To find the maximum or minimum value of a function \(f(x)\): 1. Find the first derivative \(f'(x)\). 2. Set \(f'(x) = 0\) and solve for \(x\) to find the critical points. 3. Use the second derivative test: If \(f''(x)<0\) at a critical point, it's a local maximum. If \(f''(x)>0\) at a critical point, it's a local minimum. If \(f''(x) = 0\), the test is inconclusive, and further analysis (e.g., first derivative test) is needed.

Answer 1

The Correct Option is A

Step 1: Find the first derivative of the function.
The given function is \(f(x) = xe^{-x}\).
To find the maximum value of the function, we need to find its critical points by setting the first derivative equal to zero. We will use the product rule for differentiation, which states that if \(f(x) = u(x)v(x)\), then \(f'(x) = u'(x)v(x) + u(x)v'(x)\).
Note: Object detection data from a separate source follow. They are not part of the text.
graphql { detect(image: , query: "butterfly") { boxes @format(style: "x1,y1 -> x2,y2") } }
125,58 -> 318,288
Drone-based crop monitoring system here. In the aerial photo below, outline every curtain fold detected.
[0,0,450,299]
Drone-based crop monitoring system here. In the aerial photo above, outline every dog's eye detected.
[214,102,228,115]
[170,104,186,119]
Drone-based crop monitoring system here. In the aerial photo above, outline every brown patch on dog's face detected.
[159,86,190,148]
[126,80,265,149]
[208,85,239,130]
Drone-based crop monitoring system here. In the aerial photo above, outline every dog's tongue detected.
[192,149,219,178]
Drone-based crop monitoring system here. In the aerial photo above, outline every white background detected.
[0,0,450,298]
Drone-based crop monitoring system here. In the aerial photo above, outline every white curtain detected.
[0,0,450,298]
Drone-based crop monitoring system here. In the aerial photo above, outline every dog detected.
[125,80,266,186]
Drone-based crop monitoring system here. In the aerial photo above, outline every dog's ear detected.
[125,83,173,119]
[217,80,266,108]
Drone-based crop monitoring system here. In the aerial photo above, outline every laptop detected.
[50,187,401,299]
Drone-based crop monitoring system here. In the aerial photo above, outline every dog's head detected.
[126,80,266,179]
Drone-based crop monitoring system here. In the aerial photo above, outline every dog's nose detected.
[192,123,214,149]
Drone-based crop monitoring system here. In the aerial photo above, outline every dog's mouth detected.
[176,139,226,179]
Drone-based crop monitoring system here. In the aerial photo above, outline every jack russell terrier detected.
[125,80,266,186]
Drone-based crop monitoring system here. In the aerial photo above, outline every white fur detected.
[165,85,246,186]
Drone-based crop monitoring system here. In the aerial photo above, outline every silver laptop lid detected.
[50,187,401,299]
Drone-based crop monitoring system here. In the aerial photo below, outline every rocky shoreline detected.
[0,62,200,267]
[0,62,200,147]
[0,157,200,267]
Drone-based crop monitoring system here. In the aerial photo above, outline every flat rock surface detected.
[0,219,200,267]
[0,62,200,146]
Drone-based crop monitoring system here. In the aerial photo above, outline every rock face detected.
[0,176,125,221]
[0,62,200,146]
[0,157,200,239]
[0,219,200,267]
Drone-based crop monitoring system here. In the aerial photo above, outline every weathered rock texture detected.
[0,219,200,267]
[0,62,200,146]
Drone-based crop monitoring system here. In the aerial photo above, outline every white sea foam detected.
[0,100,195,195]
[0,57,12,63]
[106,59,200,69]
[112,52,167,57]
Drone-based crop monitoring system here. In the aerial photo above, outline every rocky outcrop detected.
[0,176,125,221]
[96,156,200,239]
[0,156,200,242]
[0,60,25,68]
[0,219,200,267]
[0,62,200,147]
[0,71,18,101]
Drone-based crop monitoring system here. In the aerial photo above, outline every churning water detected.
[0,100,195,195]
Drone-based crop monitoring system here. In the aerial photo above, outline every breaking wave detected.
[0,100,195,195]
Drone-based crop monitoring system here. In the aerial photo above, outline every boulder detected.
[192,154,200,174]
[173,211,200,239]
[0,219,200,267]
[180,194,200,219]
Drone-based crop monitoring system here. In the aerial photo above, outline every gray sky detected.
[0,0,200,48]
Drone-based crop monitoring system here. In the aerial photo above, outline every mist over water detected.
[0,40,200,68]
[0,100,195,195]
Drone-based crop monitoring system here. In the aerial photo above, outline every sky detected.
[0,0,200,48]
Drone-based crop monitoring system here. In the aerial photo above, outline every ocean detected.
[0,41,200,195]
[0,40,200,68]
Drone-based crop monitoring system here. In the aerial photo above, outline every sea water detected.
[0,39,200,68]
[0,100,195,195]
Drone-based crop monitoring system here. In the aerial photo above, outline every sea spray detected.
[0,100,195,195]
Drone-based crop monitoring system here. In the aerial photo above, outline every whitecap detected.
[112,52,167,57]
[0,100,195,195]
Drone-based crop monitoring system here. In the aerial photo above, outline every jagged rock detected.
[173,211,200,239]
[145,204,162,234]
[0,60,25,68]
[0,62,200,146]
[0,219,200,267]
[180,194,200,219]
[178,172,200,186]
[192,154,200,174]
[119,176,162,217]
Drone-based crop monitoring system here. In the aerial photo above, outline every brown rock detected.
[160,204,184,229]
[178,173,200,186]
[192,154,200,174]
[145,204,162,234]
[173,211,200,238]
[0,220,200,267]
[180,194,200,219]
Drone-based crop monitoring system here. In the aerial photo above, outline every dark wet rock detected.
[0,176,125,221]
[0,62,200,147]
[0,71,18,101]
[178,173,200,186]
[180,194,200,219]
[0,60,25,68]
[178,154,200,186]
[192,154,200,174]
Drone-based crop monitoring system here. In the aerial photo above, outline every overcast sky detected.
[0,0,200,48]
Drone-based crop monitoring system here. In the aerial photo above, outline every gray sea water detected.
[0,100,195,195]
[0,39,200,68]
Let \(u(x) = x\) and \(v(x) = e^{-x}\).
Then, \(u'(x) = \frac{d}{dx}(x) = 1\).
And, \(v'(x) = \frac{d}{dx}(e^{-x}) = e^{-x} \cdot \frac{d}{dx}(-x) = -e^{-x}\).
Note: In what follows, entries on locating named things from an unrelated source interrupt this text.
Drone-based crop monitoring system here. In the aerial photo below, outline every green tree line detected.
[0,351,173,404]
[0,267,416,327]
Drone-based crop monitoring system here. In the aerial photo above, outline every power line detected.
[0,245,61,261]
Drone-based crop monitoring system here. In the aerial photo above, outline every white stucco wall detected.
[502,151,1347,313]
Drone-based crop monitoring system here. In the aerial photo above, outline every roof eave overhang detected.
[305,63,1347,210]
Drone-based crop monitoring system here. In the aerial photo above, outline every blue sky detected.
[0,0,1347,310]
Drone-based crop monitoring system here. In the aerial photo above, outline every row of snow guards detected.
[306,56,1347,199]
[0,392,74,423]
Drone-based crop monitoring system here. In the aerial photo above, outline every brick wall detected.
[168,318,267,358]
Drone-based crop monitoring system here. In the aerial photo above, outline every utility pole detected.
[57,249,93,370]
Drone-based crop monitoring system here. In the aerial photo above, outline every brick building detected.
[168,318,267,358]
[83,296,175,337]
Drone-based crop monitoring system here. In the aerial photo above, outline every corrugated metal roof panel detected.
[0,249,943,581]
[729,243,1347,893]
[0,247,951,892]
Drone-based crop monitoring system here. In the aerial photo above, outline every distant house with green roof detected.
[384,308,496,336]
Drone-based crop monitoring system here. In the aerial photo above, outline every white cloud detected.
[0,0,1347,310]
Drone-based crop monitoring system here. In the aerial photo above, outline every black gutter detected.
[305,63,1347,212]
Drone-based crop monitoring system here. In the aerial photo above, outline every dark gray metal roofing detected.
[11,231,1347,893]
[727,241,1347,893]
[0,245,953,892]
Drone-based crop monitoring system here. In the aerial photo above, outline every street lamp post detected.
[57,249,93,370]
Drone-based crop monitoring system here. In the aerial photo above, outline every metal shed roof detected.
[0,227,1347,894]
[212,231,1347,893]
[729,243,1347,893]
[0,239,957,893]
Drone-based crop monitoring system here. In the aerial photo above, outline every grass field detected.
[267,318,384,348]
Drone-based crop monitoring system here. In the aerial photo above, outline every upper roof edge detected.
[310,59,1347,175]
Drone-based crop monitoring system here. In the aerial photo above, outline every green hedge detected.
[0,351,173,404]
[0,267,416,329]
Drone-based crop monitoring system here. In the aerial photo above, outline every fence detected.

Now, apply the product rule to find \(f'(x)\): \[ f'(x) = (1)(e^{-x}) + (x)(-e^{-x}) \] \[ f'(x) = e^{-x} - xe^{-x} \] Factor out \(e^{-x}\): \[ f'(x) = e^{-x}(1 - x) \] Step 2: Find the critical points by setting the first derivative to zero.
To find the critical points, set \(f'(x) = 0\): \[ e^{-x}(1 - x) = 0 \] Since \(e^{-x}\) is always positive for any real value of \(x\) (i.e., \(e^{-x} \neq 0\)), we must have: \[ 1 - x = 0 \] \[ x = 1 \] So, the critical point is \(x = 1\). This is the value of \(k\). 
Step 3: Use the second derivative test to confirm that it is a maximum.
To confirm that \(x = 1\) corresponds to a maximum value, we can use the second derivative test. Find the second derivative \(f''(x)\).
From \(f'(x) = e^{-x}(1 - x)\), again use the product rule.
Let \(u(x) = e^{-x}\) and \(v(x) = 1 - x\).
Then, \(u'(x) = -e^{-x}\).
And, \(v'(x) = -1\).
Now, apply the product rule to find \(f''(x)\): \[ f''(x) = (-e^{-x})(1 - x) + (e^{-x})(-1) \] \[ f''(x) = -e^{-x} + xe^{-x} - e^{-x} \] \[ f''(x) = xe^{-x} - 2e^{-x} \] Factor out \(e^{-x}\): \[ f''(x) = e^{-x}(x - 2) \] Now, evaluate \(f''(x)\) at the critical point \(x = 1\): \[ f''(1) = e^{-1}(1 - 2) \] \[ f''(1) = e^{-1}(-1) \] \[ f''(1) = -\frac{1}{e} \] Since \(f''(1) = -\frac{1}{e}<0\), the function \(f(x)\) attains a local maximum value at \(x = 1\). 
Therefore, the value of \(k\) is 1. The final answer is $\boxed{1}$.